The segmentation results of the Table 3 methods are shown in Figure 11. Swin-Unet has limited ability to detect small targets, leading to a disregard for the categories with small proportion, such as bare land and buildings. Comparatively, Gswin-Unet reduces segmentation errors for geometrically complex and high-similarity features—including road, water in river, forest and agricultural land. In row 2, due to similar colors, other methods mistakenly identified “Agricultural land” as “Forest” and “water” as “forest”, while our Gswin-Unet made comparatively precise judgments.Furthermore, the example in row 4 shows that Gswin-Unet demonstrates superior efficacy in complex textured scenes and specific shaped ground objects, such as interwoven and nested forest, agricultural land, and roads.

5.5.2. Results on NIRRG Forest Dataset

Segmentation performance of each method on the NIRRG Forest dataset is reported in Table 4. GSwin-Unet achieves 72.92% MIoU and 84.3% Ave.F1, surpassing all other methods. Owing to distinct spectral compositions, segmentation accuracy on the NIRRG Forest dataset is slightly lower than that on the GRB Forest dataset. However, the mean IoUs of forest, water and road in the methods involved in Table 4 are 65.41%, 73.62% and 68.45% respectively, which are higher than those on the RGB dataset (65.19%, 67.24%, and 66.60 respectively). This demonstrates the advantages of near-infrared in vegetation and water recognition. It should be pointed out that Swin Unet is nevertheless inferior to CNN-based models, while TransUNet with hybrid structure has higher segmentation accuracy than CNN-based models in Table 4. This confirms that the ability to model both local details and global context is equally important for large-scale forest remote sensing images. Compared with Swin-Unet, GSwin-Unet increases MIoU by 6.79% and Ave.F1 by 4.72%. Compared with other methods, our GSwin-UNet improves segmentation performance for every category except for agricultural land and water: the segmentation performance of water is slightly lower than TransUnet, and the segmentation performance of agricultural land is lower than Unet and DeepLab V3+. This may be due to the limitation of the model in distinguishing local detail features.

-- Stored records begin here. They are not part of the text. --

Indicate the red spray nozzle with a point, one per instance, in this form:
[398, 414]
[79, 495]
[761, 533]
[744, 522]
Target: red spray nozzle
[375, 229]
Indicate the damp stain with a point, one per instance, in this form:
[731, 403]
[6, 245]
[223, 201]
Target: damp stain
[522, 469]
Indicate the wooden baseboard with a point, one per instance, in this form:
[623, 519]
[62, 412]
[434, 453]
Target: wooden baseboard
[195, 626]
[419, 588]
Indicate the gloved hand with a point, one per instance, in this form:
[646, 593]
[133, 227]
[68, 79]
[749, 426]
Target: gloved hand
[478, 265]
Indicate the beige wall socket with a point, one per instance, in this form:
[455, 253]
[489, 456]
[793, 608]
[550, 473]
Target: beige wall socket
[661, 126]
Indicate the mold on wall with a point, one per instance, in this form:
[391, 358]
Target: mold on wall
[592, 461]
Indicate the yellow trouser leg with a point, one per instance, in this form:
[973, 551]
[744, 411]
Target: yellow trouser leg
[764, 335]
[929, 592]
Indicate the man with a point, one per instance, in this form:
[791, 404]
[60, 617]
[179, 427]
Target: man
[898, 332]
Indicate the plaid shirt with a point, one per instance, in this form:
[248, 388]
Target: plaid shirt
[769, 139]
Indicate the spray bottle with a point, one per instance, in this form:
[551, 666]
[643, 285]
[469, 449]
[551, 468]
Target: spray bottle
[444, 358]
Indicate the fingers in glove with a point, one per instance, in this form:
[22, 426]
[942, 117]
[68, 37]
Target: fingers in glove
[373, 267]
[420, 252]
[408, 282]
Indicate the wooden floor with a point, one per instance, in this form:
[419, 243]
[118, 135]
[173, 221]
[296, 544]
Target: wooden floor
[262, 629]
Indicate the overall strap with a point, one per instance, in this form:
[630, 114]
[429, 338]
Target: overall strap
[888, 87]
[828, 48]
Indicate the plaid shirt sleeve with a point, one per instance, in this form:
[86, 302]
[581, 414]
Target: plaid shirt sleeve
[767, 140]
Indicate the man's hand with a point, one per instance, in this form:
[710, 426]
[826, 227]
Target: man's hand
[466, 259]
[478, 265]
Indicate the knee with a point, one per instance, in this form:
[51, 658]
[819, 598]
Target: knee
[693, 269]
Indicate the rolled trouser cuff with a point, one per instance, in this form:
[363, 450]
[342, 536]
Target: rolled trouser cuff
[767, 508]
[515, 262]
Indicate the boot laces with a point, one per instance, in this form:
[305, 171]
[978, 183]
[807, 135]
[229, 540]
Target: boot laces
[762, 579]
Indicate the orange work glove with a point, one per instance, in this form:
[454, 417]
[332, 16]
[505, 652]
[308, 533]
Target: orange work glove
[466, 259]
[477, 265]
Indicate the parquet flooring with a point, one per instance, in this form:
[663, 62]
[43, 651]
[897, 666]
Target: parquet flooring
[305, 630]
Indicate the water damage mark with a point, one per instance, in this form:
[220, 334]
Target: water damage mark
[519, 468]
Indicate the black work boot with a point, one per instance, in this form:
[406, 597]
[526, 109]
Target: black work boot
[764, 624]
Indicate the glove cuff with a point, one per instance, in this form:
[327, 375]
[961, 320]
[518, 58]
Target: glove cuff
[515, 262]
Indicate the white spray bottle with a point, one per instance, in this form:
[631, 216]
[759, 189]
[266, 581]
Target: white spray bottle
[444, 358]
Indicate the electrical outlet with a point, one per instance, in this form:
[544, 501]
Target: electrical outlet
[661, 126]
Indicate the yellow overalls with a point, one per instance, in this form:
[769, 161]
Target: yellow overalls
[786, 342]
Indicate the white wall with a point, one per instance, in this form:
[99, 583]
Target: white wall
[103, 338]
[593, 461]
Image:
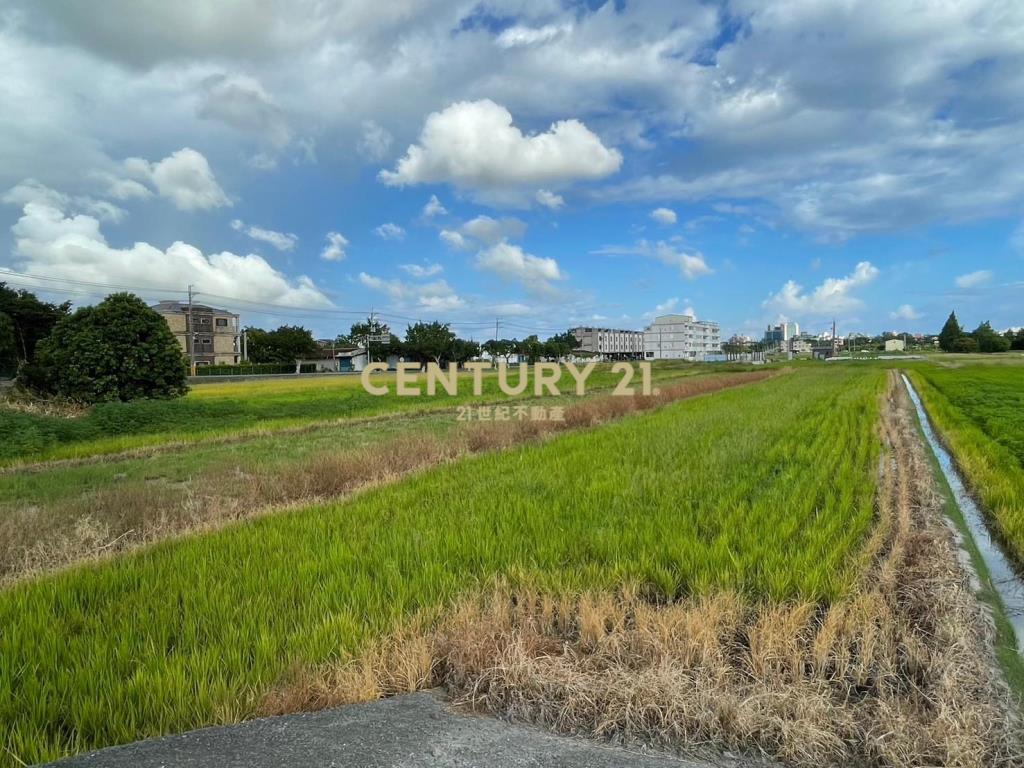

Figure 12 visually presents the segmentation results. In rows 1-2, compared with corresponding rows in Figure 11，the methods mentioned in Table 4 can better distinguish “Agricultural land” and “Water” in the “Forest” due to the marked spectral discriminability between “Agricultural land” and “Water” in NIRRG imagery, and the contours recognized by the GSwin-Unet method are clearer. In row 3, “Forest” and “Agricultural land” have alike colors, and because of the specific angel of sunlight exposure, the “Forest” with high brightness is prone to be misclassification as “Agricultural land”. By aggregating discriminative features from both local neighbor nodes and global contextual texture features, GSwin-Unet maintains relatively accurate inference performance in this scenario. In row 4, our model better distinguishes between “Forest” and “Agricultural land”.

5.5.3. Efficiency Analysis

The parameters and inference speed of the methods for comprehensive comparisons are listed in Table 5. In the table, “Speed ”refers to the model’s image processing rate per second, measured in FPS (frames per second). Regarding speed (computational efficiency), models with pure CNN structures are generally faster than models with transformer or Swin transformer block. Specifically, our proposed GSwin-Unet achieves only 8 FPS on the RGB Forest dataset and 9 FPS on the NIRRG dataset. Furthermore, as GSwin-UNet adopts a parallel hybrid architecture combining UNet and Swin transformer, its parameter count exceeds that of other methods.

5.5.4. Exploration of the Adaptability of the GSwin-Unet to Fresh Datasets

To explore the adaptability of the proposed enhanced model to fresh datasets, we performed experiments on the publicly available RS GID-5 . The segmentation results are compared in Table 6.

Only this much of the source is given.